Best Missing Teeth Replacement Options

If you have missing teeth and are exploring your options to replace them, you’ve likely been offered choices in two basic categories, options that rest on the gum line, like traditional bridges and dentures, or solutions anchored with dental implants. While both approaches can offer an improved smile and provide better oral function in individuals with missing teeth, implant-based dental reconstruction, for the majority of patients, offers much more satisfactory results.

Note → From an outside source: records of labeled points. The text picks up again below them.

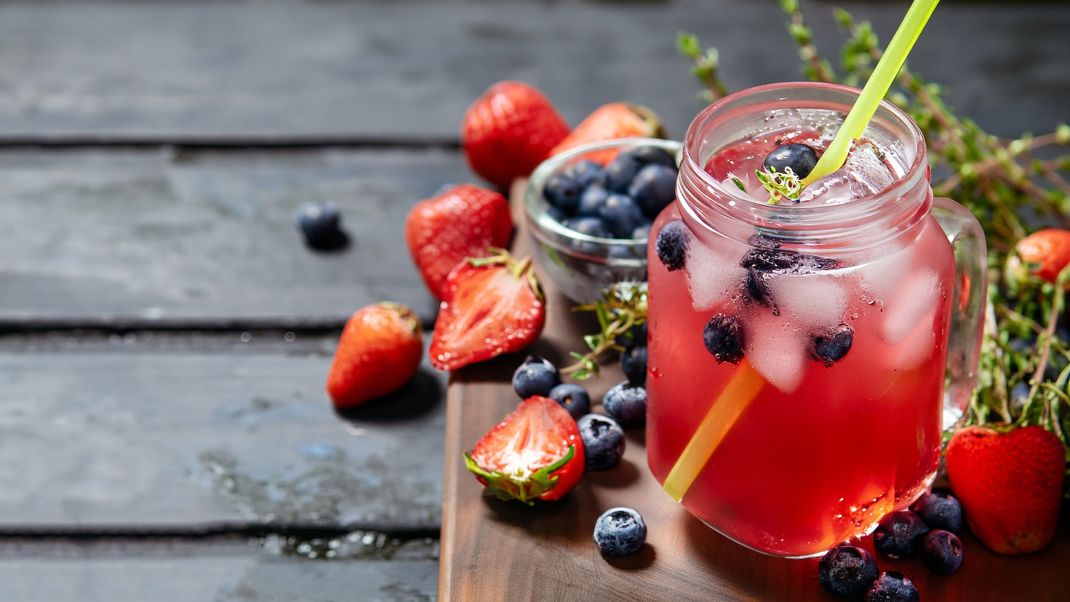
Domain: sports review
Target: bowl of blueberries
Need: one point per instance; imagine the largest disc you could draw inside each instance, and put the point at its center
(590, 211)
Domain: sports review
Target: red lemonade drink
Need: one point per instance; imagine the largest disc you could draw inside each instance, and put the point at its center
(810, 336)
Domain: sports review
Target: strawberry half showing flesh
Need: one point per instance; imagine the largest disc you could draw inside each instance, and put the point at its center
(1010, 483)
(534, 453)
(490, 306)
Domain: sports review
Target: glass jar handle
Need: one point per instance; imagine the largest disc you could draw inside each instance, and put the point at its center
(968, 303)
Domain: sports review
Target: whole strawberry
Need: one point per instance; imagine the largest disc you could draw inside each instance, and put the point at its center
(379, 352)
(490, 306)
(611, 121)
(455, 225)
(534, 453)
(1048, 250)
(1010, 484)
(508, 130)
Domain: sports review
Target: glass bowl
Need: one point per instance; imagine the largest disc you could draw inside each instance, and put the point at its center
(582, 266)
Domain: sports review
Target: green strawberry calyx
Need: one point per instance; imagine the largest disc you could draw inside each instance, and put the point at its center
(525, 488)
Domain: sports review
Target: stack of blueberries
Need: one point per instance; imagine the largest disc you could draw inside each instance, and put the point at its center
(617, 201)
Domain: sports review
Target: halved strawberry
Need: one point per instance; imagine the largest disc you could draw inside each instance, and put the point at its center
(613, 120)
(534, 453)
(490, 306)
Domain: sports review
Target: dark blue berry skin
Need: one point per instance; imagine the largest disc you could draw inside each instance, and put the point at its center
(621, 171)
(535, 376)
(621, 215)
(672, 244)
(633, 365)
(939, 510)
(321, 226)
(585, 173)
(942, 552)
(892, 586)
(723, 338)
(602, 442)
(651, 155)
(799, 157)
(563, 191)
(592, 201)
(627, 404)
(832, 345)
(846, 570)
(620, 531)
(897, 534)
(653, 188)
(572, 398)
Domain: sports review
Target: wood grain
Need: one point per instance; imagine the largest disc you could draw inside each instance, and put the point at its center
(143, 238)
(506, 551)
(408, 70)
(144, 435)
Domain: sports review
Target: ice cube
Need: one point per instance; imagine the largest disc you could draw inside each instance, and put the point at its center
(916, 297)
(713, 275)
(812, 299)
(776, 350)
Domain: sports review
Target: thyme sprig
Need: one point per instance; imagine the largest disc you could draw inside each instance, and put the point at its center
(1024, 375)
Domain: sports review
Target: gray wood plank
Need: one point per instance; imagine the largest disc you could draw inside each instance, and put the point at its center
(154, 436)
(203, 572)
(184, 67)
(152, 238)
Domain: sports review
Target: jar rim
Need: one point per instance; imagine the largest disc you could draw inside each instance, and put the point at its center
(808, 213)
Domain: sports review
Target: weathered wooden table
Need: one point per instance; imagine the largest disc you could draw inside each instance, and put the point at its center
(164, 335)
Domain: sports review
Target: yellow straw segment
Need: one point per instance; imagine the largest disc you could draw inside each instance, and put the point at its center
(736, 395)
(875, 89)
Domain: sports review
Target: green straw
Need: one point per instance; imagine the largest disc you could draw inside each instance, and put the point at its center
(746, 383)
(877, 86)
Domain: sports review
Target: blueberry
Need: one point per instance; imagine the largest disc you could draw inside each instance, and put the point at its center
(939, 510)
(626, 403)
(892, 586)
(898, 533)
(621, 215)
(830, 346)
(602, 442)
(592, 201)
(321, 226)
(633, 365)
(654, 187)
(563, 191)
(799, 157)
(723, 337)
(651, 155)
(585, 173)
(672, 244)
(572, 398)
(846, 570)
(641, 232)
(621, 171)
(535, 376)
(590, 226)
(942, 552)
(620, 531)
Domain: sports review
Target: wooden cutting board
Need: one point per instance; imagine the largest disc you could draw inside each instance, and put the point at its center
(493, 550)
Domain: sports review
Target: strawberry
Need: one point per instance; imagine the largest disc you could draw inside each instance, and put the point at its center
(614, 120)
(1010, 484)
(490, 306)
(458, 224)
(508, 130)
(534, 453)
(1048, 250)
(378, 353)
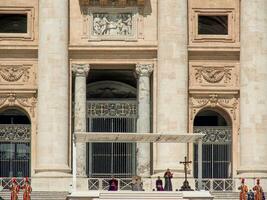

About Those Old-School Dental Appliances

Fixed dental bridges and dentures have helped generations of individuals who experienced tooth loss to restore their appearance and improve oral function, mitigating the difficulties with chewing and speech that become an issue with missing teeth. However, they have never been an ideal solution, each of these options having some distinct shortcomings in terms of oral health, comfort, longevity and aesthetics.

Dental bridges and partial dentures come with the risk of causing damage to surrounding teeth since they rely upon natural teeth for support. Fixed bridges generally are attached to teeth at each side of the gap to be filled by means of crowns, a technique that makes the alteration of those natural teeth necessary.

Partial dentures use metal clasps at each end of the appliance to attach them to natural teeth, which can cause damage, discoloration or decay in those teeth over time. Both can weaken the structure of perfectly healthy teeth, increasing the risk of future decay and dental work, and undermine the support of these appliances, making replacement necessary.

Removable dentures typically become loose over time, causing them to slip or make embarrassing clicking noises as wearers speak or eat. Mouth pain, irritation or sores often become a problem, and removable dentures reduce both bite force and chewing efficiency, making many foods difficult to manage.

None of these options offers any protection against loss of bone in the jaw, since they replace only the visible portion of missing teeth, leaving the jawbone without tooth roots to stimulate bone repair. Lost bone in the jaw means less support for facial features, leading to premature wrinkling, sagging or hollows in the face.

Dental Implant Restoration: Today’s Best Solution for Missing Teeth

Dental implants restoration provides a result much more similar to natural teeth, replacing both roots and crowns of missing teeth, a structure that better preserves the size, strength and density of the jawbone. Firmly anchored by their artificial tooth roots, they will not cause damage to adjacent natural teeth, since they do not depend upon them for support. Unlike those other options that need replacement or refitting every five to seven years, dental implants have an average lifespan of 25 years. In fact, with careful oral hygiene and regular dental cleanings and checkups, dental implants often last a lifetime.

Dental implant restoration can replace missing teeth with individual implants and crowns or for a larger span, an implant-supported bridge can be used. For patients with total tooth loss, an implant-secured full arch of replacement teeth can be placed in the upper and/or lower jaw – a restoration commonly called permanent dentures. With advanced procedures like All-on-4® technique, immediate load implants allow replacement teeth to be placed the same day as implants, drastically reducing the length of the dental implant process. Permanent dentures secured by dental implants look, feel and function like natural teeth, so you’ll have no trouble eating whatever you’d like, and there will be none slipping or embarrassing denture noises.